With the Easter Eggs premise laid (!), Spielberg not only winks at the audience, but punches them in the face with 1980s references. From the soundtracks and the old-school Pizza Hut product placement to video game references and many “Back to the Future” jokes, it is impossible to catch them all in just one viewing.
But is this all “Ready Player One” has going for it? Kind of. For 90 minutes, I thoroughly enjoyed myself. My eyes would light up when I caught a reference or saw something visually striking. The CGI in the OASIS is magical, but the real world is dreary and uninteresting.
These characters are more interesting inside the game than out.
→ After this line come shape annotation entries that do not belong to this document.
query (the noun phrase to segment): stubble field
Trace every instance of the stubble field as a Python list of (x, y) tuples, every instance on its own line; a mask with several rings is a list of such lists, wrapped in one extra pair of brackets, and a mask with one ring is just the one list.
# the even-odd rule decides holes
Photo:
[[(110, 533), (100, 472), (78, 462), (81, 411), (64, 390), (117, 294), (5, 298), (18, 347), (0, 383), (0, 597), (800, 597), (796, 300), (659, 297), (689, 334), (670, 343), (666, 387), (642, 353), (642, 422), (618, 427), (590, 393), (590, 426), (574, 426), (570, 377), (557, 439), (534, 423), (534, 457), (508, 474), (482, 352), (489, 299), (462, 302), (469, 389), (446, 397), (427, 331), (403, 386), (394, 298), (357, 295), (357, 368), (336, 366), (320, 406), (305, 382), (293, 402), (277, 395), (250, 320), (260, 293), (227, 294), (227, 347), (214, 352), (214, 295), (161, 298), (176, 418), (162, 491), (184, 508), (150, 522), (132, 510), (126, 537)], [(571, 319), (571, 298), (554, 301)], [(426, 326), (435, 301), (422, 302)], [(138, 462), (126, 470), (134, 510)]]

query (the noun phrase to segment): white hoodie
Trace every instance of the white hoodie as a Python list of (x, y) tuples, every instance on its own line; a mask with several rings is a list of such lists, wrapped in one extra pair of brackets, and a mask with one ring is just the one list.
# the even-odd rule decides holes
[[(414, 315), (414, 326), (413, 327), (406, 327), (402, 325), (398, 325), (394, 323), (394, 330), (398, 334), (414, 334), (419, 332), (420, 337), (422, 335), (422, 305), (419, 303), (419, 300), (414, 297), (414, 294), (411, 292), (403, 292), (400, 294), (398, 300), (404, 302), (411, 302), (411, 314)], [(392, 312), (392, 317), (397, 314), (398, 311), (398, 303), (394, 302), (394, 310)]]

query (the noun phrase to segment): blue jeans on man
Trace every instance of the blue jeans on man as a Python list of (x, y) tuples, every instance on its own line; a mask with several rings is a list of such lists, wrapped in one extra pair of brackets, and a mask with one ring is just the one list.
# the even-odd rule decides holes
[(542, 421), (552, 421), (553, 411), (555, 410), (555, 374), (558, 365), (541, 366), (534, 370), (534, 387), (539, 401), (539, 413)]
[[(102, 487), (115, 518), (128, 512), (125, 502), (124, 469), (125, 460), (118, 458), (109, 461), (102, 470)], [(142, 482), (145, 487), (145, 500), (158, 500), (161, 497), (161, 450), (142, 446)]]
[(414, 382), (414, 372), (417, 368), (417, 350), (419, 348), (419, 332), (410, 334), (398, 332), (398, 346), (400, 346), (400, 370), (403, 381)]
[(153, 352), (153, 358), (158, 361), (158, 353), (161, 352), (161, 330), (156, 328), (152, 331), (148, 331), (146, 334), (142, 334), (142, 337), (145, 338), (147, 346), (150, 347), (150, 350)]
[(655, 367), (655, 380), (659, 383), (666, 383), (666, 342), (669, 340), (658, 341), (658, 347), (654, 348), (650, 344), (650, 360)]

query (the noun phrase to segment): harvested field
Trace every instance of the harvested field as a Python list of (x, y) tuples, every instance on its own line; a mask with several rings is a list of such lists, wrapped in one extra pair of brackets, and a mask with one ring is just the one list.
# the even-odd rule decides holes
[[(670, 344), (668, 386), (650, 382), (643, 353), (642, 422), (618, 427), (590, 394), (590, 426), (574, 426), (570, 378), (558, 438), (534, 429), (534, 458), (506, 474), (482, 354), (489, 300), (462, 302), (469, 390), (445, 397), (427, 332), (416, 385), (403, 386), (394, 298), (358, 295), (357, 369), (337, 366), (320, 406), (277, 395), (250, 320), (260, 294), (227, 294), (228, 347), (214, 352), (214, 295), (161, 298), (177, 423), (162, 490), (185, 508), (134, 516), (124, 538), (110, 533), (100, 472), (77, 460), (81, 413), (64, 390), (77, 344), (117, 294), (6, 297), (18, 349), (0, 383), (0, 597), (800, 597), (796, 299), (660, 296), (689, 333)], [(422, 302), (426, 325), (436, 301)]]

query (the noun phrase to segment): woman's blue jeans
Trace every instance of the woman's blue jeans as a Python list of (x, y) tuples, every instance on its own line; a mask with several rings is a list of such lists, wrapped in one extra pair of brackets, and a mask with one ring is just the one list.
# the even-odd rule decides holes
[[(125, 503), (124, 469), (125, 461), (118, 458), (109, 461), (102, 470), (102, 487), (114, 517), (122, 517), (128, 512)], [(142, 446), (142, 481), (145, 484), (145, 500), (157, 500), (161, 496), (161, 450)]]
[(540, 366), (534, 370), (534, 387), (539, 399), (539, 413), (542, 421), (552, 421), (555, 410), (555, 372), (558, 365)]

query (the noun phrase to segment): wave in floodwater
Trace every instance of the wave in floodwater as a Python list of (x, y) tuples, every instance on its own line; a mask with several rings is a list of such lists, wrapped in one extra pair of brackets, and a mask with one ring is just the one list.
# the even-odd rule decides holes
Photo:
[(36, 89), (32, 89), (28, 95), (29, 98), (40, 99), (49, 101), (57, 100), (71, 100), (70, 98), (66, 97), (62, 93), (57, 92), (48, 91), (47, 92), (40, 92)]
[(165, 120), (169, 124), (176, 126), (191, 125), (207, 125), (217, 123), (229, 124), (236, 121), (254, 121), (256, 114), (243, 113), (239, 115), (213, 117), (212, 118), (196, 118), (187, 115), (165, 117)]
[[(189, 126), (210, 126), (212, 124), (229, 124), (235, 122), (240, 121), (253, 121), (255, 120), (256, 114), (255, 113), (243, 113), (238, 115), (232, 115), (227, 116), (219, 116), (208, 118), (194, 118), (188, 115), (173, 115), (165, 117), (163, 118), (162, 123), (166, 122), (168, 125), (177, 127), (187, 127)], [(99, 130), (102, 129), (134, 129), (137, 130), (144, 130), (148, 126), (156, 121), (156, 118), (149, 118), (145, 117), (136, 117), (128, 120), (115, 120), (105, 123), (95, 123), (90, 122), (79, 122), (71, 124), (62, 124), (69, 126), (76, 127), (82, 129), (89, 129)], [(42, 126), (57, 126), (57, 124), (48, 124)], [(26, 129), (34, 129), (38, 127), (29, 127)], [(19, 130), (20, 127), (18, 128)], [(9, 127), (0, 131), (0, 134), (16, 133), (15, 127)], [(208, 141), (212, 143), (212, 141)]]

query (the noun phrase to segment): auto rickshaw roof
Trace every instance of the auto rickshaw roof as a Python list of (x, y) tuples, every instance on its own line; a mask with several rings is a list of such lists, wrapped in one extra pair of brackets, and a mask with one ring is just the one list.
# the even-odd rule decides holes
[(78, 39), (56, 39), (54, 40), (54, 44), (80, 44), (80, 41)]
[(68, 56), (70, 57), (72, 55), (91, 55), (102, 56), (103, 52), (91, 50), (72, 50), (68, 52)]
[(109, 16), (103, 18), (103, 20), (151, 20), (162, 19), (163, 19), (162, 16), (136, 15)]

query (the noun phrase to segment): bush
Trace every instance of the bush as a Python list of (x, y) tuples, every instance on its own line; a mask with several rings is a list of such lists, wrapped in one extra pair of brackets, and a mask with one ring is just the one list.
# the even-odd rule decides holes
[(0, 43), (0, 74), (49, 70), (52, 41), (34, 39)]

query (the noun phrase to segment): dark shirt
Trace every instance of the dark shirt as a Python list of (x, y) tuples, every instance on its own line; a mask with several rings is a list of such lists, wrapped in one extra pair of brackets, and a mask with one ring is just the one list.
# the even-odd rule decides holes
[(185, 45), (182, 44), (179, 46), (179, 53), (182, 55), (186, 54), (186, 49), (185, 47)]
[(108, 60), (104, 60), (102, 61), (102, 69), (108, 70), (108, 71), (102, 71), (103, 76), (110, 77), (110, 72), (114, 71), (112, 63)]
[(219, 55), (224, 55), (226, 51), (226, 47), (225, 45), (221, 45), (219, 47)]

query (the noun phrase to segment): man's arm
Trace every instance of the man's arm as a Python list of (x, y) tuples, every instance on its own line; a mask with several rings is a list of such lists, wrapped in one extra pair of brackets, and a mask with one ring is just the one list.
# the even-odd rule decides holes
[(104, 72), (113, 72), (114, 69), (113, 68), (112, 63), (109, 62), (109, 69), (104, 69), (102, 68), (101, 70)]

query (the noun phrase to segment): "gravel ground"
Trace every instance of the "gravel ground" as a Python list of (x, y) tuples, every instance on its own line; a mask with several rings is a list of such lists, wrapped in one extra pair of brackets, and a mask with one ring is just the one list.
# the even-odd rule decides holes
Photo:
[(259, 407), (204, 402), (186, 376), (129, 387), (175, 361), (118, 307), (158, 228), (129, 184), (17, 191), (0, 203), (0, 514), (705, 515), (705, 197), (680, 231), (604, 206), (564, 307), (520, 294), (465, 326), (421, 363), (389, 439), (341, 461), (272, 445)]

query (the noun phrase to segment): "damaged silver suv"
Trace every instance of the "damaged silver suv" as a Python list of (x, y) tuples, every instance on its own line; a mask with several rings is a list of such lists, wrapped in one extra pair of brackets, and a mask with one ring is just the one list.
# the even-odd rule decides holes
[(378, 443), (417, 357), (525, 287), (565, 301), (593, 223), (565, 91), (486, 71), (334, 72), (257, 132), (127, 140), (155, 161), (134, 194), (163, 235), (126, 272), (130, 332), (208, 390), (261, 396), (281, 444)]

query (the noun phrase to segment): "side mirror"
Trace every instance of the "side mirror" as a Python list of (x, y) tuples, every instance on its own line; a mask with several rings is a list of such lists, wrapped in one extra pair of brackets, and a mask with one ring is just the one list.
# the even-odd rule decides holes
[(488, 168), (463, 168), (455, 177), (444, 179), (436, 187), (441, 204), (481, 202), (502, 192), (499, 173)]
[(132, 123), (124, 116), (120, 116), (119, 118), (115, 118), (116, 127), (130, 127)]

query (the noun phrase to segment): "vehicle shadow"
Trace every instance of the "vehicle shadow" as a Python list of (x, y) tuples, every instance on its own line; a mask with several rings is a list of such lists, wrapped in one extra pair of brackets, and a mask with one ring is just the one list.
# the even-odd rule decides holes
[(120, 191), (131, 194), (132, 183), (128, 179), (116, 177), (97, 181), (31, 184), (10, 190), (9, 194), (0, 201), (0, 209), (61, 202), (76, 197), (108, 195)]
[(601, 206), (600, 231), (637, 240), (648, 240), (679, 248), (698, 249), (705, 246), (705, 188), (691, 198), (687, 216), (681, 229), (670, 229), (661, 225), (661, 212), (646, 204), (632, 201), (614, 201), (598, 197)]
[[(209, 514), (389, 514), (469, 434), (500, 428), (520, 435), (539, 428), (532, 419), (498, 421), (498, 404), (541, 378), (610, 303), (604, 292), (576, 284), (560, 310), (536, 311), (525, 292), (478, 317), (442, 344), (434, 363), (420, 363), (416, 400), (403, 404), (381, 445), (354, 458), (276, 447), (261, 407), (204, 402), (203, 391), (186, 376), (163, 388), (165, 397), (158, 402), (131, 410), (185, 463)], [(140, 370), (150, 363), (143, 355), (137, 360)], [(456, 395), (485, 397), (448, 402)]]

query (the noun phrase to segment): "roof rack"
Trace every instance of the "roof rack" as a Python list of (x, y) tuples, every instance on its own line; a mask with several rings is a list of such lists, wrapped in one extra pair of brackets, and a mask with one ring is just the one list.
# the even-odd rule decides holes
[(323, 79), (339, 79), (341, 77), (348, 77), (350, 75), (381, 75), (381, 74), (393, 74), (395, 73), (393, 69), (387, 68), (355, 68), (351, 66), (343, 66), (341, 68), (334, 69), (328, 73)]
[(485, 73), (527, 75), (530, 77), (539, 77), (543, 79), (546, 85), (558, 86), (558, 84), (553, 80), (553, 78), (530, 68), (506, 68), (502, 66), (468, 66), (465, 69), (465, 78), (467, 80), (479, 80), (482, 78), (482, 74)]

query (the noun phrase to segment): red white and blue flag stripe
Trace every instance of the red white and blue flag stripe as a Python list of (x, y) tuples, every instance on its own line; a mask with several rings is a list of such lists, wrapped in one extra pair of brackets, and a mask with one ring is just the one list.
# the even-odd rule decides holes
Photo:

Wade, known in the OASIS as Parzival, is a fast talking, extroverted individual but becomes frail when being confronted with speaking to a girl. This girl is Samatha, or Art3mis in the OASIS, who claims not to be who she is in the game. Samantha’s in-game character is the most interesting in the entire film, but she is an uninteresting human once we meet her.
In 2018, we understand the influence the internet, video games and social media has on the world. I believe this movie is attempting to speak out on the positives and negatives of the virtual world. It does not go far enough in what it sets out to do. The virtual world is amazing, no wonder why these people do not want to live normally.
If you are not a pop culture “geek” or gamer, you may have troubles understanding the premise or even truly enjoying what you’re watching. But I am a gamer and found much of it enjoyable, even with an overlong run time. It may not be for everyone, but the niche crowd it appeals to will love it. Especially if you love “The Shining” like I do, there are five minutes in “Ready Player One” that will be worth the entire film.